Lessons Learned with Fulfillment by Amazon
- Don't assume since you're going to be paying more in commissions that it's automatically a bad idea. When running reports on my sales FBA looks ugly in terms of commission taken from sales but you have to take into consideration the fact that you may be marking up a penny book by $3.99 and getting tons of sales! I'd rather pay 40% commission for a book and make a buck vs. a 25 cent tax writeoff from donating.
- Document your FBA shipping "system" and try to find ways to increase the speed of the process. The FBA shipment process, especially with the labeling, takes a long time to process a few hundred books. Don't spend your time uploading them to inventory one at a time, converting them to FBA and then printing labels. Use the Amazon book loader template with the AMAZON_NA field to upload directly to FBA or consider using a service like FBApower to increase your listing speed.

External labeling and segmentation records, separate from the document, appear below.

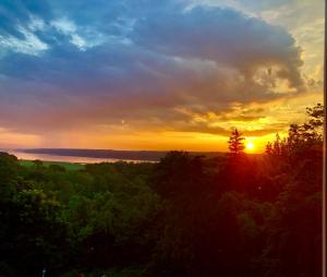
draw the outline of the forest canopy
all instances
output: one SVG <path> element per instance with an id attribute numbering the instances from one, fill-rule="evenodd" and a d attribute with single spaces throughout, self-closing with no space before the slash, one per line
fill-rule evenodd
<path id="1" fill-rule="evenodd" d="M 317 277 L 324 106 L 264 155 L 66 170 L 0 153 L 0 276 Z M 237 131 L 238 132 L 238 131 Z"/>

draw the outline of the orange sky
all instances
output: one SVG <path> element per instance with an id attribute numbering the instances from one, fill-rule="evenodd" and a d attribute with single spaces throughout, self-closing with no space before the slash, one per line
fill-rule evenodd
<path id="1" fill-rule="evenodd" d="M 129 1 L 0 23 L 0 148 L 261 153 L 323 103 L 324 1 Z"/>

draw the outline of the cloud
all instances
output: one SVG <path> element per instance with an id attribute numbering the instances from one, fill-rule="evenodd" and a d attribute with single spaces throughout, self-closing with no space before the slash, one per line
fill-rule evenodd
<path id="1" fill-rule="evenodd" d="M 282 27 L 227 8 L 143 2 L 0 4 L 0 127 L 47 135 L 124 120 L 129 132 L 226 134 L 225 121 L 261 117 L 213 127 L 192 115 L 304 91 L 301 49 Z"/>

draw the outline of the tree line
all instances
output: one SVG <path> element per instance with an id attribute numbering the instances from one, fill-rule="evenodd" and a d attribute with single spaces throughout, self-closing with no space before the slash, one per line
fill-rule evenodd
<path id="1" fill-rule="evenodd" d="M 215 158 L 65 170 L 1 153 L 0 276 L 320 276 L 323 118 L 308 108 L 261 156 L 238 130 Z"/>

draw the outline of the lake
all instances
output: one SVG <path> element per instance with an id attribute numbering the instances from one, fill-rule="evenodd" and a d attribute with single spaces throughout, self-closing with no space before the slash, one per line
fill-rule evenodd
<path id="1" fill-rule="evenodd" d="M 90 157 L 75 157 L 75 156 L 60 156 L 51 154 L 35 154 L 24 153 L 17 150 L 5 149 L 3 152 L 15 155 L 19 159 L 26 160 L 45 160 L 45 161 L 65 161 L 65 162 L 77 162 L 77 164 L 97 164 L 97 162 L 116 162 L 116 161 L 128 161 L 128 162 L 154 162 L 148 160 L 132 160 L 132 159 L 114 159 L 114 158 L 90 158 Z"/>

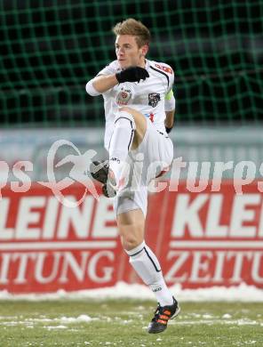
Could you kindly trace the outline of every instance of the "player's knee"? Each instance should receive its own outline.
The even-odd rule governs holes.
[[[121,240],[123,247],[126,251],[131,251],[132,249],[136,248],[143,241],[135,237],[135,235],[123,235],[121,237]]]

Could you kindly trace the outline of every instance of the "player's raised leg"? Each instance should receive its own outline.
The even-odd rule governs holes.
[[[147,121],[140,112],[125,107],[116,113],[108,150],[108,177],[107,184],[103,187],[106,196],[116,195],[128,152],[139,146],[146,130]]]

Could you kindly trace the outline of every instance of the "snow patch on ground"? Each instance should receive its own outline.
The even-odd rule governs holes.
[[[170,287],[179,302],[254,302],[263,303],[263,290],[253,286],[241,284],[238,286],[211,288],[182,289],[180,285]],[[0,300],[83,300],[122,299],[155,300],[153,293],[147,286],[139,284],[118,282],[115,286],[87,289],[76,292],[59,290],[50,294],[13,295],[6,290],[0,291]],[[225,317],[227,319],[227,317]]]

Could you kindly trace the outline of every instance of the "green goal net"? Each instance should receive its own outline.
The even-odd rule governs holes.
[[[2,0],[1,126],[101,125],[84,86],[130,17],[151,30],[148,58],[175,70],[178,124],[260,121],[262,0]]]

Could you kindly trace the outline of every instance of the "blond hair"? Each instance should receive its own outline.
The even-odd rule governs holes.
[[[149,44],[151,34],[149,29],[139,20],[129,18],[117,23],[112,29],[116,36],[132,35],[135,36],[138,46],[140,48],[144,44]]]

- Pay attention to the Lose Weight Exercise of the boxes you ship the books to Amazon in. Did you know you can pay anywhere from 32 cents/lb to as low as 18 cents/lb if you pack them right. I went over how to get your optimum Lose Weight Exercise in this post about finding the cheapest UPS rate. Your mileage may vary depending on how far you are located from a fulfillment center.
- Don't get lazy. FBA can spoil you into thinking that any book you send will make you money when in fact you can LOSE money on books pretty easily if you set the price too low and the book weighs too much. The picture below is what you get when you get lazy.
Should You or Should You Not use FBA?
FBA is not for all booksellers. First, Fulfillment by Amazon is not for rare book dealers. There are other sites like eBay or Abebooks where those should be sold. It's also not for people that can't or can't find anyone to lift heavy boxes for them. I would also venture to say it's not for the brand new, wet behind the ears online bookseller either. Why? Maybe I'm old fashioned but I believe everyone should first learn to do everything on their own before they can appreciate what the FBA service does for them. Until you've pulled, picked and shipped orders yourself you have no idea what it takes.
I'm a huge fan of FBA, if you can't tell, and if you're not using it already I strongly urge you to first run the numbers and find out how much Amazon will be taking from you for the service vs. how much profit you're going to be making vs. how much time it's going to take you to create a shipment. Once you analyze the service for yourself all the raving in the world from your favorite bookseller blogger won't make a bit of difference until you take action and dive in for yourself.